Controlli Pasqua norme anti Covid, il Viminale ai prefetti: “Intensificarli anche in parchi e litorali”

di Redazione Blitz
Pubblicato il 1 Aprile 2021 19:10 | Ultimo aggiornamento: 1 Aprile 2021 19:10
Controlli Pasqua norme anti Covid, il Viminale ai prefetti: "Intensificarli"

Controlli Pasqua norme anti Covid, il Viminale ai prefetti: “Intensificarli”

Pasqua e pasquetta, controlli rafforzati per verificare il rispetto delle misure anti Covid e il divieto di spostamenti: è l’esortazione del Viminale ai prefetti. 

In vista delle festività pasquali l’attenzione delle forze dell’odine sul territorio dovrà essere rivolta alla verifica “del rispetto delle vigenti misure di contenimento del contagio, con particolare riguardo a quelle riguardanti i divieti per gli spostamenti.
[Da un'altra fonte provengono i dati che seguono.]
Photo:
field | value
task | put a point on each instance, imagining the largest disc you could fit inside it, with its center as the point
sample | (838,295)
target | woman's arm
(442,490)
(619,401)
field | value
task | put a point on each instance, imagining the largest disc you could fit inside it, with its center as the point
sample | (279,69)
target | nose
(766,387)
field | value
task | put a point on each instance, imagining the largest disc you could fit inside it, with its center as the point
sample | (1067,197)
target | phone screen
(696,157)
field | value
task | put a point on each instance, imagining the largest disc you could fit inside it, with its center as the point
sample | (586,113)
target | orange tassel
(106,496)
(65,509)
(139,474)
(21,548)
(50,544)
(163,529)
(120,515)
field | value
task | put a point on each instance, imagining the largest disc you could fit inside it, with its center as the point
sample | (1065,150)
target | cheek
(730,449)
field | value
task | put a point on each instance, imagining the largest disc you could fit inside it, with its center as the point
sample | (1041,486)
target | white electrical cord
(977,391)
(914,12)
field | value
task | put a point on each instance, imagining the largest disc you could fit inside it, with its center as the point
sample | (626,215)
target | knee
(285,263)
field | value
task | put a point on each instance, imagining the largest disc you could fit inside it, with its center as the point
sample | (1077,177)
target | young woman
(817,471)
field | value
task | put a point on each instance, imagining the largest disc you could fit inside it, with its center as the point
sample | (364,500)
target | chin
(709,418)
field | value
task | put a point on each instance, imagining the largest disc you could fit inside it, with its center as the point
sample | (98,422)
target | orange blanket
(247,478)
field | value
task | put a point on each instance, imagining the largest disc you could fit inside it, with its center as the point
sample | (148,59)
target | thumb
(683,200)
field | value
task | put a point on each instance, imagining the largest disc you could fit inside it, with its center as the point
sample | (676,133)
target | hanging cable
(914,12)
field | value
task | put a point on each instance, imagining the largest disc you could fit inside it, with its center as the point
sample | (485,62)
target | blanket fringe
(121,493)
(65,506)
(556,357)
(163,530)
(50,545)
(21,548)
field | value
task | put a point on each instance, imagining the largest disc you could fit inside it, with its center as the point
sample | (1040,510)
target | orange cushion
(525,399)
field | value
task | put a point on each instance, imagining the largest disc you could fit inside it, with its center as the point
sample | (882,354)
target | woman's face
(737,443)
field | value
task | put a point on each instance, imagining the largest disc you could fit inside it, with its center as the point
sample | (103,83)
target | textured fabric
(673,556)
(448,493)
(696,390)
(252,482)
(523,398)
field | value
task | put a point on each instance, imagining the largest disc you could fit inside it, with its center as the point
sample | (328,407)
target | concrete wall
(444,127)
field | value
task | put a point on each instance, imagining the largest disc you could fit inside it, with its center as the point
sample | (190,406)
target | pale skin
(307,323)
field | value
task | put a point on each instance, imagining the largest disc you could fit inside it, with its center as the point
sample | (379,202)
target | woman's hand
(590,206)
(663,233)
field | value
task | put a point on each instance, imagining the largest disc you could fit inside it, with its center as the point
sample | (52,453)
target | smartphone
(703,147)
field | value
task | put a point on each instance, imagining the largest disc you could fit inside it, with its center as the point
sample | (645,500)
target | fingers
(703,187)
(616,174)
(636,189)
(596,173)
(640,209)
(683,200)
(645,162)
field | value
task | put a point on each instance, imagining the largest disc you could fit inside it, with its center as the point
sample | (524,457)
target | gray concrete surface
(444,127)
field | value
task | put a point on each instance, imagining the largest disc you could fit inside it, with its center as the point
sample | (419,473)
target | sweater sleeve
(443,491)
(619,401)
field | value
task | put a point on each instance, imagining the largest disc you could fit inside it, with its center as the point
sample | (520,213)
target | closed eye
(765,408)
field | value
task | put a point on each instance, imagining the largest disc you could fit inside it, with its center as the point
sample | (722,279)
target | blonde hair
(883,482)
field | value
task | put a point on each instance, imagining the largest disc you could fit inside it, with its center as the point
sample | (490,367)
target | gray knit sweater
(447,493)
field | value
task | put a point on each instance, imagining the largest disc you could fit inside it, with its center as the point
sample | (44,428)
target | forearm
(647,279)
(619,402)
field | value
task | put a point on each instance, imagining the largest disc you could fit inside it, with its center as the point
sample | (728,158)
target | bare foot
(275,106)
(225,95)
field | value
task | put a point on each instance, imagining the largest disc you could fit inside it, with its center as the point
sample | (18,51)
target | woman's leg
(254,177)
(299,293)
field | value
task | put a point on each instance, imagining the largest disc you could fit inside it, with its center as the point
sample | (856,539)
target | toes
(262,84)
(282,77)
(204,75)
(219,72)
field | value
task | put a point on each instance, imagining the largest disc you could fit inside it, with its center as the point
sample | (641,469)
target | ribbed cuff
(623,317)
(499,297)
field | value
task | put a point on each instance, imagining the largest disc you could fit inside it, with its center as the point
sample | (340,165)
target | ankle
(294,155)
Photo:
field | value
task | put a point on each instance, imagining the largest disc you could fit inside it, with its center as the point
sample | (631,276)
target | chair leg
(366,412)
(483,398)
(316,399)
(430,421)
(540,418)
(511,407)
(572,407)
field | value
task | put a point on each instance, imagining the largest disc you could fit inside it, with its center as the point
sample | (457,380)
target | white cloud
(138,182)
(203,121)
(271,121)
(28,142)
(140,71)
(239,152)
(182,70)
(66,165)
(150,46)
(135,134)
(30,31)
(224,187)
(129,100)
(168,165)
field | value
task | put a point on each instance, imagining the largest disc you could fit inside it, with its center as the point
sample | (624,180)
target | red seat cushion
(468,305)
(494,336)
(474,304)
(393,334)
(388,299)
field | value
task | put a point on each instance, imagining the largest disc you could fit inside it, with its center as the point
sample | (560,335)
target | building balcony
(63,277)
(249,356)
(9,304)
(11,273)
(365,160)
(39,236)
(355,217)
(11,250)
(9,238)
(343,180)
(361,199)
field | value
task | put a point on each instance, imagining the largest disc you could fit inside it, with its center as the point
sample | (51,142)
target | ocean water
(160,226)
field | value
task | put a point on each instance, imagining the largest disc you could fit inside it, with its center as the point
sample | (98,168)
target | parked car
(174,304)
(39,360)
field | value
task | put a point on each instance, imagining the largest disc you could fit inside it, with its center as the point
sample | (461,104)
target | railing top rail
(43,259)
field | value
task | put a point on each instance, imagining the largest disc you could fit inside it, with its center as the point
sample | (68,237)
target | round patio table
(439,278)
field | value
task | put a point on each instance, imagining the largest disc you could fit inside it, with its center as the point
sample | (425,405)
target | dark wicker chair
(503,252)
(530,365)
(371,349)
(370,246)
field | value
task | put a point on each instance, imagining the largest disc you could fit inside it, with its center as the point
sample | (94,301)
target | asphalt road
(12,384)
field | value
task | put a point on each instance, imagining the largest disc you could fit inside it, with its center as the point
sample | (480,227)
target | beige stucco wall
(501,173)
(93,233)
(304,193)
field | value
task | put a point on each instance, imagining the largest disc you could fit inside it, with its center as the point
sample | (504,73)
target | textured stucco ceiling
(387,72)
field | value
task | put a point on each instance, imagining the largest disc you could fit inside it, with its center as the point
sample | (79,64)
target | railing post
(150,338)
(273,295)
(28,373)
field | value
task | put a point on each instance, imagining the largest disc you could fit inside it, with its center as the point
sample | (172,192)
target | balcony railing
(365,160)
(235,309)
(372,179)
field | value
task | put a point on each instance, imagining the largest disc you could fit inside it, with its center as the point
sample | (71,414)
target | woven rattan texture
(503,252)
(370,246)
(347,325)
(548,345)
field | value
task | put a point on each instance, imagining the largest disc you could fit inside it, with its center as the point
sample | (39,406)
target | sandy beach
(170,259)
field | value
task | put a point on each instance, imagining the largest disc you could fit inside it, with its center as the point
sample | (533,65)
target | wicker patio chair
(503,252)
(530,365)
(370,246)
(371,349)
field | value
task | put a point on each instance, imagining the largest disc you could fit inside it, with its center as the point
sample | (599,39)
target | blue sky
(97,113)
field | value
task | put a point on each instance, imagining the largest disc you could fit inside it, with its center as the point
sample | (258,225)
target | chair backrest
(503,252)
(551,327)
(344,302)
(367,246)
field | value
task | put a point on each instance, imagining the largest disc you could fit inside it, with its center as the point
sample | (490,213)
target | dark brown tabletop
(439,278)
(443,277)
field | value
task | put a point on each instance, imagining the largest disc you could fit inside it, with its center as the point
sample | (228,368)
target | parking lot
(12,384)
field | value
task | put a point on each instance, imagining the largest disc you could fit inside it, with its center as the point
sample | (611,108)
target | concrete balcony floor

Verranno intensificati i controlli nelle aree urbane più esposte al rischio di assembramenti, nei parchi, sui litorali, sulle arterie stradali e autostradali, nelle stazioni, nei porti e negli aeroporti”. 

La decisione è arrivata dopo la riunione del Comitato nazionale per l’ordine e la sicurezza presieduta dal ministro dell’Interno, Luciana Lamorgese. 

Non solo Pasqua: i controlli per il rispetto dei dpcm

A partire dall’inizio dell’emergenza epidemiologica, ricorda il ministero dell’Interno, nell’ambito dei servizi effettuati quotidianamente sull’osservanza delle misure adottate dal Governo per il contenimento della diffusione del coronavirus, sono state controllate 38 milioni 894 mila 431 persone e 9 milioni 795 mila 830 esercizi commerciali (11 marzo 2020-28 marzo 2021).

Riunione al Viminale sul rispetto dei divieti anti Covid

Al Comitato hanno partecipato il capo di gabinetto del Viminale, il capo della Polizia-Direttore generale della Pubblica sicurezza, i comandanti generali dell’Arma dei carabinieri e della Guardia di Finanza, il sottocapo di Stato maggiore della Difesa, il capo del Dipartimento amministrazione penitenziaria, i vertici dell’intelligence e il capo Dipartimento per le Libertà civili e l’Immigrazione dell’Interno.

Nel corso della riunione è stata esaminata la situazione dell’ordine e della sicurezza pubblica tenuto conto anche del perdurare dell’emergenza sanitaria, delle misure adottate per contenere il contagio da Covid-19 e delle loro ricadute sul quadro economico e sociale.

Come in occasione di tutte le festività più rilevanti, è stato previsto il rafforzamento della attività di prevenzione e di controllo del territorio anche con la convocazione di riunioni dei Comitati provinciali per l’ordine e la sicurezza pubblica al fine delle necessarie pianificazioni dei servizi di vigilanza affidati alle forze di polizia, con il concorso dei militari dell’operazione Strade sicure e delle polizie locali.

L’attività di vigilanza, come di consueto, verrà potenziata in tutte le località in cui sono ubicati obiettivi sensibili.